Man chained to passport office
A frustrated customer has chained himself to a door inside the Passport Office until he was guaranteed he would have travel documents to fly to his brother's wedding in Thailand.
Colin Gillick was among hundreds of worried holidaymakers who queued on Dublin's Molesworth Street over fears that his plans to travel on Monday would be ruined by the continuing public sector worker dispute.
Armed with three coats, a flask of tea, sandwiches, radio, books, lamp - and a bicycle chain - Mr Gillick camped in the cold for more than ten hours overnight before being told his application had not even been checked.
"I showed them the wedding invitation for my brother, the flight plans, the whole lot, which I had shown them when I applied and I was pretty much sneered at," he said.
"So I decided to take action, I took the chain out and chained myself to the handle of a door."
Gardai were called to the scene and threatened to arrest the protester for causing a public nuisance until he agreed to return on Friday - escorted by officers - to collect his documents.
Mr Gillick, an unemployed landscape designer, said he had saved hard for a year for the holiday and wasn't prepared to forfeit the money he paid for the trip.
"I don't have a job, I'm not going to get in to the whole argument of public verses private, but they're damn lucky to have a job," he added.

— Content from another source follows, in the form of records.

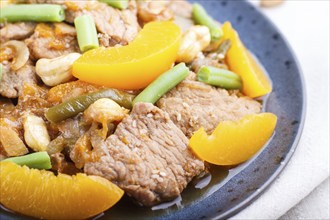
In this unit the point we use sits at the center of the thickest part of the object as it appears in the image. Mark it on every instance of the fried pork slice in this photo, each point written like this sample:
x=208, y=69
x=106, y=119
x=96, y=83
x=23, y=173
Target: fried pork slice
x=193, y=104
x=52, y=40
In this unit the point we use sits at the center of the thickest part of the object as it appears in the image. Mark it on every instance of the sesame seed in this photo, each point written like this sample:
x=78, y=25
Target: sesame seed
x=154, y=176
x=134, y=124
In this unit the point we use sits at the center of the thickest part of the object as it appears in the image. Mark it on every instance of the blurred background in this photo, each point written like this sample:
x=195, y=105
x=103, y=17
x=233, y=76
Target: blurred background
x=302, y=189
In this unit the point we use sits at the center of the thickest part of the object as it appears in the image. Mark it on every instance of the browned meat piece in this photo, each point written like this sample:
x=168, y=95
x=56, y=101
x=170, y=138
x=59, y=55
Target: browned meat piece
x=193, y=104
x=116, y=26
x=11, y=84
x=52, y=40
x=61, y=165
x=147, y=156
x=16, y=31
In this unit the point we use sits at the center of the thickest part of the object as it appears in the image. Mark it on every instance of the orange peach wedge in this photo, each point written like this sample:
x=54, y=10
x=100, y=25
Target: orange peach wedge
x=234, y=142
x=41, y=194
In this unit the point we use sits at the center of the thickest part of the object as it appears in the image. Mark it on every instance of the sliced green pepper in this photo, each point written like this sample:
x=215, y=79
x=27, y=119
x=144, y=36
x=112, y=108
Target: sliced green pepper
x=76, y=105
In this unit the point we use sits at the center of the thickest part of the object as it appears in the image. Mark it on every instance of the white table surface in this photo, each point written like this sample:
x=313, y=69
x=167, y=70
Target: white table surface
x=305, y=24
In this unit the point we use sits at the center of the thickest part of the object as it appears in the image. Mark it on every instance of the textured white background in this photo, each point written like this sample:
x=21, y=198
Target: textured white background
x=305, y=24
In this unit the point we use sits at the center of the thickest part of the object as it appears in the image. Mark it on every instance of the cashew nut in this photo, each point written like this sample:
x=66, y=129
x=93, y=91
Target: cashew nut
x=35, y=133
x=194, y=40
x=56, y=71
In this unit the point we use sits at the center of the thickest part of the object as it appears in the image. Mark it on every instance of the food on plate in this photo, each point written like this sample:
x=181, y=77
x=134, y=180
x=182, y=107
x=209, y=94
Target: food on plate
x=239, y=60
x=136, y=65
x=41, y=194
x=104, y=98
x=224, y=145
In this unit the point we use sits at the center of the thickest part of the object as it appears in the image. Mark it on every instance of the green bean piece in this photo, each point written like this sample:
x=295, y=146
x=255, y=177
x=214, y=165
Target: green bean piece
x=79, y=104
x=0, y=71
x=163, y=84
x=32, y=12
x=224, y=47
x=201, y=17
x=219, y=77
x=120, y=4
x=39, y=160
x=86, y=33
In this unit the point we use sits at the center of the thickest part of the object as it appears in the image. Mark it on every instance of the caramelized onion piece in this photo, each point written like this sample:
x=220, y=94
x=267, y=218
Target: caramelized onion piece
x=21, y=53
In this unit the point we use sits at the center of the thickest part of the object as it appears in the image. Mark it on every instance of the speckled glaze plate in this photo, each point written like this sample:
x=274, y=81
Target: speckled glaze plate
x=232, y=189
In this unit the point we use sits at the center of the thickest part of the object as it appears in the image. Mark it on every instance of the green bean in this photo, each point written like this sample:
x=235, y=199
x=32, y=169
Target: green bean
x=78, y=104
x=163, y=84
x=120, y=4
x=86, y=33
x=39, y=160
x=224, y=47
x=31, y=12
x=219, y=77
x=201, y=17
x=0, y=71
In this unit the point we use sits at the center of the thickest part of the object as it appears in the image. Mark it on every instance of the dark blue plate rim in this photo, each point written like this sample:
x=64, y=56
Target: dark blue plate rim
x=242, y=205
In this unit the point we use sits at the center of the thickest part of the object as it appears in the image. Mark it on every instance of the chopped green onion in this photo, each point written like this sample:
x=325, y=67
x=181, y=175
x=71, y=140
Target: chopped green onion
x=219, y=77
x=163, y=84
x=120, y=4
x=32, y=12
x=79, y=104
x=39, y=160
x=86, y=33
x=201, y=17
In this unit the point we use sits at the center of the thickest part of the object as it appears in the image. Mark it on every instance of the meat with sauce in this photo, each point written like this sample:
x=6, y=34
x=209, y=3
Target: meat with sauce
x=114, y=26
x=147, y=156
x=52, y=40
x=193, y=104
x=12, y=82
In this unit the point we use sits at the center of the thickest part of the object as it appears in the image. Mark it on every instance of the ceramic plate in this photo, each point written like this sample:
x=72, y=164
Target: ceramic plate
x=230, y=190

Some disgruntled would-be holidays makers complained that despite unions assuring staff would deal with applications for immediate travel plans, management inside refused to.
But 10-week-old baby Louis Keeley, from north Co Dublin, was one of the lucky ones who left the office with his first passport under his arm. The newborn will travel to Cardiff in the morning with parents Paul and Paula to meet his grandparents, great-grandparents and cousins. "I'm delighted," said Mrs Keeley.